The City of Haltom City Home Rule Charter was adopted October 10, 1955. The city operates under a council-manager form of government and provides a full range of services that include public safety (police and fire), municipal court, sanitation, parks, library, public works, and general administrative services.
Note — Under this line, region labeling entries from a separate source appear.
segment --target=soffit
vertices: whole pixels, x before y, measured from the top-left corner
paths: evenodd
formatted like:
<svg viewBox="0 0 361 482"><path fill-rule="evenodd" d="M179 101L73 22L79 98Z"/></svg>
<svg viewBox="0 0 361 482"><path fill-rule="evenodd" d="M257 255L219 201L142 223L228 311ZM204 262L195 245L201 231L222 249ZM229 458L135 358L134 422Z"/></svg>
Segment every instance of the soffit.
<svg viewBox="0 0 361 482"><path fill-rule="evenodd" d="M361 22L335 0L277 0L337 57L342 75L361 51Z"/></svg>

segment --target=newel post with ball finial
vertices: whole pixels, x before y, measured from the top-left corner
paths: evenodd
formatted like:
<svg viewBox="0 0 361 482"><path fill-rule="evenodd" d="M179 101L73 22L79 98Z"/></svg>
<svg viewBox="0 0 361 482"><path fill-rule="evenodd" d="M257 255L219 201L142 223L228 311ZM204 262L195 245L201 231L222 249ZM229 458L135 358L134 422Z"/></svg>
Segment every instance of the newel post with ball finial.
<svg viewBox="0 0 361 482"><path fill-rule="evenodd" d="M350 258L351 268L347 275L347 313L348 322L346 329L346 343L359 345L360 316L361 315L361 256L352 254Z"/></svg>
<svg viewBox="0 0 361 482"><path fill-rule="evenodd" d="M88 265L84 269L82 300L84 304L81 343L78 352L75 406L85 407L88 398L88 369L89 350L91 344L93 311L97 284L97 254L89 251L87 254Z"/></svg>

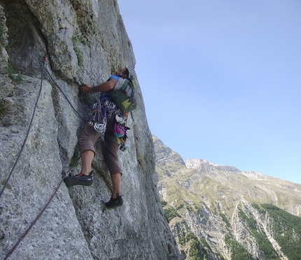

The city also owns and operates a water distribution system, a wastewater collection system, and a drainage utility system.

==Economy==

===Top employers===
According to Haltom City's 2024 Annual Comprehensive Financial Report, the top employers in the city are:

| # | Employer | # of Employees |
|---|---|---|
| 1 | Birdville ISD | 3,103 |
| 2 | Tyson Foods | 800 |
| 3 | Medtronic Midas Rex | 350 |
| 4 | City of Haltom City | 289 |
| 5 | GST Manufacturing | 220 |
| 6 | MICA Corporation | 200 |
| 7 | Liberty Carton Company | 154 |
| 8 | Unifirst | 137 |
| 9 | Falcon Steel Company | 125 |
| 10 | Blackmon Mooring | 120 |

==Education==
Most of Haltom City is served by the Birdville Independent School District, with portions served by the Fort Worth Independent School District and Keller Independent School District.

Haltom City Public Library is the regional library of the city and is a well-known partner of the Fort Worth Public Library.

In 2011, an extension of Tarrant County College (TCC) Northeast Campus, the Northeast Training/Learning Center, opened in the 17000 sqft former civic center of Haltom City. The extension, less than 8 mi from the main TCC Northeast Campus, includes classroom and training areas. Haltom City had approached TCC, inquiring on how to add community college services for working-class families with limited transportation options.

==Media==
WBAP-FM serves the Dallas Fort Worth Metroplex as a news/talk radio station that is currently owned by Cumulus Media.